Tennessee has attracted investment because companies trust that operating costs will remain competitive. Introducing policy uncertainty into core benefit structures erodes that advantage.

Local Economies and Service Hubs

CVS has stated that if forced to separate its PBM from its pharmacy operations, it may close its 134 Tennessee pharmacy locations and 25 MinuteClinic sites. The bill’s sponsor disputes that closures would be required, calling them business decisions rather than legislative mandates.

Regardless of how that dispute is resolved, the economic reality is straightforward: when large service hubs close, communities feel it.

Pharmacies generate foot traffic for neighboring businesses. They anchor shopping centers. They provide convenient health access for families and workers. When a store closes, adjacent small businesses lose customers. Jobs disappear. Commercial real estate vacancies increase. Essential services move farther away.

For rural communities and underserved neighborhoods, that loss is magnified.

Talent, Productivity, and Everyday Friction

Access to everyday services shapes workforce participation and productivity.

When employees must drive farther for prescriptions, miss work to handle routine health logistics, or navigate fragmented benefit systems, that friction adds up. Families make location decisions based on convenience, access to care, and overall quality of life.

Tennessee competes nationally for talent in manufacturing, advanced logistics, health care, and technology. A business environment that increases logistical friction for workers weakens the state’s value proposition.

The Investment Signal

Perhaps the most significant impact of SB 2040/HB 1959 is the signal it sends.

Major employers evaluate policy risk when deciding where to expand. They look at tax stability, regulatory predictability, and whether the state has a track record of consistent, rules-based governance.

When the legislature steps in to unwind a legal, widely used corporate structure at the request of a narrow set of industry interests, it increases perceived policy risk.

Auto manufacturers considering a new facility. Logistics firms evaluating distribution hubs. Retailers planning statewide expansion. Technology firms investing in health and benefits platforms. All will notice whether Tennessee is willing to redraw the rules of the game for one sector in response to competitive pressure.

Companies do not need to be in the pharmacy business to see the precedent.

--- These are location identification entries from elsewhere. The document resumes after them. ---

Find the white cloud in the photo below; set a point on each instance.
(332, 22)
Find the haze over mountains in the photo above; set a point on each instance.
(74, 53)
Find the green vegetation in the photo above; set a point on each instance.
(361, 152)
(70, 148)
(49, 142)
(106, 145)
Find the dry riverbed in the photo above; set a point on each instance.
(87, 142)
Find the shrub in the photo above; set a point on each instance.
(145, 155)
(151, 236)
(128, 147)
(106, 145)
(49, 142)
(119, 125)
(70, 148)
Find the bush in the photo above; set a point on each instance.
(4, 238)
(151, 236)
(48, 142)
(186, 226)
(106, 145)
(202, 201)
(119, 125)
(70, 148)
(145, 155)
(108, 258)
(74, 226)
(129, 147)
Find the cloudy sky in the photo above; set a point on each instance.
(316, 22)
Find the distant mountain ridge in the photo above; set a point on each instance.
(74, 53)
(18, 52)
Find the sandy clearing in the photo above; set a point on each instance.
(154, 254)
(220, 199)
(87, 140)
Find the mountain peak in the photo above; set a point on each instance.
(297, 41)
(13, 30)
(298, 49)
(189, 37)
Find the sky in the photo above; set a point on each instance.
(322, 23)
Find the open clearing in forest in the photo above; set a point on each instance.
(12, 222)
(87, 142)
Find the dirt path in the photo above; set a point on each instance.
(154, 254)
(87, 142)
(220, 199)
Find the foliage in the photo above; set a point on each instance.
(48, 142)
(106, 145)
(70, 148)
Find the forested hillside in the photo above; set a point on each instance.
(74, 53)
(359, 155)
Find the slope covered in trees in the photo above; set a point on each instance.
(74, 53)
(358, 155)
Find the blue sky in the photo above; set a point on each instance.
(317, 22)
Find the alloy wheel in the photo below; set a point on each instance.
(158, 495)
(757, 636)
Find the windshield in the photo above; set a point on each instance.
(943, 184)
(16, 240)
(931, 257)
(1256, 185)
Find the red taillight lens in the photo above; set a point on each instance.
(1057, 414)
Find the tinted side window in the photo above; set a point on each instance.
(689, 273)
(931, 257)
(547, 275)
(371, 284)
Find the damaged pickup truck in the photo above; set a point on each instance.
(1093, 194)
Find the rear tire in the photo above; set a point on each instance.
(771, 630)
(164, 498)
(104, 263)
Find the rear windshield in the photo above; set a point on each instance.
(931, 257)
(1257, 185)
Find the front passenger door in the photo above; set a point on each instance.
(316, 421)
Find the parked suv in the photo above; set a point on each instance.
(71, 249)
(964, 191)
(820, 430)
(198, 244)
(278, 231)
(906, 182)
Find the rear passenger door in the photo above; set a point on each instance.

They will ask a simple question: if my industry becomes politically controversial, will the legislature intervene in my business model as well?

A Question Larger Than PBMs

This debate is not about whether PBMs should be regulated. All major industries operate within regulatory frameworks. The question is whether Tennessee should use legislative power to pick sides in a private-sector dispute by prohibiting a specific, otherwise lawful corporate structure.

Tennessee’s economic success has been built on stability, scale, and openness to investment.

SB 2040/HB 1959 risks shifting that formula.

If the bill passes, every major employer in the state will be watching closely. The issue will no longer be pharmacy policy. It will be whether Tennessee remains a place where companies can invest with confidence that the rules are durable, even when industry disagreements arise.

That is the broader case study that business leaders, chambers of commerce, and policymakers should weigh carefully.